Journal of Biomedical Nanotechnology ◽

10.1166/jbn.2019.2784 ◽

2019 ◽

Vol 15 (7) ◽

pp. 1432-1442 ◽

Cited By ~ 7

Author(s):

Jiamin Tang ◽

Ruifang Zhao ◽

Xueqian Yin ◽

Ya Wen ◽

Yidong Shi ◽

...

Keyword(s):

Shape Memory ◽

Release Kinetics ◽

Drug Carrier ◽

Wet Spinning ◽

Therapeutic Drug ◽

Composite Fibers ◽

Practical Applications ◽

Berberine Chloride ◽

Chloride Hydrate

Smart wet-spun fibers for highly programmable release of therapeutic drug have been rarely reported. Herein, thermalresponsive composite fibers were successfully prepared by core-sheath wet-spinning technology in present study. They consisted of a model drug of natural antibacterial berberine chloride hydrate (BCH) and a drug carrier of temperature responsive shape memory polyurethane (SMPU). The obtained composite fibers featured with well-controlled microscopic morphologies, exhibiting significantly enhanced thermal stability and superb mechanical properties. In vitro drug release test and corresponding release kinetics study were performed for investigation of BCH's release behavior.
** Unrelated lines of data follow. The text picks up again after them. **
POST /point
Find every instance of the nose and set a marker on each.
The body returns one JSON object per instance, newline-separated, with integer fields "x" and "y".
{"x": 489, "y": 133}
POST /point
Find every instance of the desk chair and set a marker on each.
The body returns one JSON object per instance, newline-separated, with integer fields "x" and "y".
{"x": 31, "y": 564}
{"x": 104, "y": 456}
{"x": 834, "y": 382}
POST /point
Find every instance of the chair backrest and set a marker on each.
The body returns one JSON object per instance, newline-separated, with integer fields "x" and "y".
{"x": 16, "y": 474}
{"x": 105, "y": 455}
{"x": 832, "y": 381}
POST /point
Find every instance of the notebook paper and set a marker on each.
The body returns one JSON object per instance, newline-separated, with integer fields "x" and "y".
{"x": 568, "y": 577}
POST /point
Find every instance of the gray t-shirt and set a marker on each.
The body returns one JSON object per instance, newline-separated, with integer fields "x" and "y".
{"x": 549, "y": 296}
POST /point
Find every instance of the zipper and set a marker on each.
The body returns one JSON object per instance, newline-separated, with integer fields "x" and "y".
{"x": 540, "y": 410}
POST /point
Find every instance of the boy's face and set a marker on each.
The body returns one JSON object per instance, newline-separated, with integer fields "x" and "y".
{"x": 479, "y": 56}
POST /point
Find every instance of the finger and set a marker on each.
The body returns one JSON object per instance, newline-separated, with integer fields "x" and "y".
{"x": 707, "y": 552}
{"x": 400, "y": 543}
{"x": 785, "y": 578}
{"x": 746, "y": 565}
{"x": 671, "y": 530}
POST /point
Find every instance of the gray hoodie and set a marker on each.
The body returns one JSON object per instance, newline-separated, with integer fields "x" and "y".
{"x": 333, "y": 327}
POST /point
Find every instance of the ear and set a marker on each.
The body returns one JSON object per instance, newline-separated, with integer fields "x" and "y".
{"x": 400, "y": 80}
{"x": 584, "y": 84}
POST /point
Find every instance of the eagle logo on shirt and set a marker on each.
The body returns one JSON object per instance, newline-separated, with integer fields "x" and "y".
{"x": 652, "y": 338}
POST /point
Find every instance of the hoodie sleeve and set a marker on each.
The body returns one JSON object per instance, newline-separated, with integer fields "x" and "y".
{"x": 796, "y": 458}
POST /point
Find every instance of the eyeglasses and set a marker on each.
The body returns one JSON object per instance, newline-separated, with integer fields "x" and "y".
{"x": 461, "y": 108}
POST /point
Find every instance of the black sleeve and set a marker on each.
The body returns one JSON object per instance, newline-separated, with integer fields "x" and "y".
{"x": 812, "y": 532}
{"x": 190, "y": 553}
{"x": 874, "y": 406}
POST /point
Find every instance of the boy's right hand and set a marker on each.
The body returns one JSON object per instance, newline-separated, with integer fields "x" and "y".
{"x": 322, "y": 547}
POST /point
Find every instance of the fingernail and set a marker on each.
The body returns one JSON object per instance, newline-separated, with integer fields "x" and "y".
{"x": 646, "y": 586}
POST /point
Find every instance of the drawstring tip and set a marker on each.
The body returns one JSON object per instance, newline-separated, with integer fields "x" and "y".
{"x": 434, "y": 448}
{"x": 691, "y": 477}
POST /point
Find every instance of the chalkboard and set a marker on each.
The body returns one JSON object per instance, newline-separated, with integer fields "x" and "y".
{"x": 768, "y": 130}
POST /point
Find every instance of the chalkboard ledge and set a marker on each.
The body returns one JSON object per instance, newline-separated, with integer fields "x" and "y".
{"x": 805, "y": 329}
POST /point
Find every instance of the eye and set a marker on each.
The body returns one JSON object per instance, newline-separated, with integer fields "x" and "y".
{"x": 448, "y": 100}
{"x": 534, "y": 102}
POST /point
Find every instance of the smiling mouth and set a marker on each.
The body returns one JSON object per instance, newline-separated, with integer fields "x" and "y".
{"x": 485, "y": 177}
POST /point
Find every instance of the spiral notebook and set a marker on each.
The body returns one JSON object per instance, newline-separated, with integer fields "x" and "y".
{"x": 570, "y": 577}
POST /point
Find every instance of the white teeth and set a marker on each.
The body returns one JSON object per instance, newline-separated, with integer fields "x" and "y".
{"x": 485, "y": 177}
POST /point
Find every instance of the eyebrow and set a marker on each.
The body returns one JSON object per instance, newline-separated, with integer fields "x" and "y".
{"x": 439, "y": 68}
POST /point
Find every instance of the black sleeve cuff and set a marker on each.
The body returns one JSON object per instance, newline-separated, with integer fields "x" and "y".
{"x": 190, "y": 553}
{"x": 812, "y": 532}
Results demonstrated that the release behaviors of BCH from the core-sheath fibers were pH-dependent, influenced by both diffusion from pore channels and the solubility of BCH in the release mediums, and BCH imbedded only in core part showed a longer release period compared with that in both core and sheath parts of the composite fibers. More importantly, the release rate of BCH can be simply controlled by changing the initial shapes of fibers through stretching and fixation of the stretched deformations. Furthermore, the antibacterial durability of the smart composites fibers was demonstrated and tracked according to the growth inhibition against both negative E. coli and positive S. aureus bacteria strains. All these results suggest that the developed composite fibers can be promising candidates as smart drug delivery vehicles for highly adjustable doses of target drugs towards practical applications.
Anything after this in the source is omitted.